Seriously, what was the army thinking, burning those Russell Williams clothes? Did it think burning a murderer's shirt would make any difference to the level of insanity that pervades institutions and the deliberate obliviousness people cultivate about how much human primate mental ugliness inhabits said institutions? That they actually are building and maintaining scaffolding for human craziness? Like those lattice uprights people put in gardens to give the climbing plants something to climb on?

Here's what I would do if I were in charge of the .... ok, not the whole world, just the Canadian corner, like, let's say I were a Minister appointed to preserve Collective Sanity. I'd keep that clothing, and all the other stuff. I'd build a Museum. I'd call it, "The Sane Peoples' Museum of Examples of Human Primate Social Domination, Horror and Craziness."  Russell Williams' personal effects would occupy a small room, or alcove. They would serve as a cautionary tale to future generations to not allow their systems or structures or religions to develop greater importance in their own minds than themselves and each other. To stay internally integrated and protect that integration, not maintain a discrepancy between private self and public self. It makes for too large a gap, into which one might fall, into that bottomless human mental chasm between what is real and what is symbolic. 

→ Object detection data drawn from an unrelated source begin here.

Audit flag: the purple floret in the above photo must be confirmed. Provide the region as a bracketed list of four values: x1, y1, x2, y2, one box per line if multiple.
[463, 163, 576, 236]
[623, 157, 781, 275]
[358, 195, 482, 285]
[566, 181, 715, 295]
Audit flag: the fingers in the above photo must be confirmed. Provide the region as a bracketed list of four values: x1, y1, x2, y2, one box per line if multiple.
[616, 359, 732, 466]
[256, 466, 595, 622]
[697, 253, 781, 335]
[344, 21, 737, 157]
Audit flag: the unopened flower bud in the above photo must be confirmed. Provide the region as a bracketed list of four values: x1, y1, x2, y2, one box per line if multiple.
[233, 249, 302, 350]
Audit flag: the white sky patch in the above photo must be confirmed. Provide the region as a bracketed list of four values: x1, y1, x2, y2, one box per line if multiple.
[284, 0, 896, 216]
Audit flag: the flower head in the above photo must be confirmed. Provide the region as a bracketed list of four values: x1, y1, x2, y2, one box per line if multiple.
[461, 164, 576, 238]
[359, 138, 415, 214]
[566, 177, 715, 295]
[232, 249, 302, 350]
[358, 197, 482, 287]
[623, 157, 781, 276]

There would be large spaces in my museum, rooms enough for all the religions that have ever been, and all their religious artifacts, and any books and flags that have ever been scorched or burned or ripped. It would be physical. It would be real. Maybe with a wax museum of the deluded leaders of all these socially constructed delusional human social systems. It would be a place for school tours to visit. It would be catalogued and documented. There would be well-labelled drawers to keep all the little crap bits organized. Hopefully anyone who toured it would come out, knowing who they were and what was important, and what was not. So they would go on to NOT replicate more nonsense and harm and rape and misery.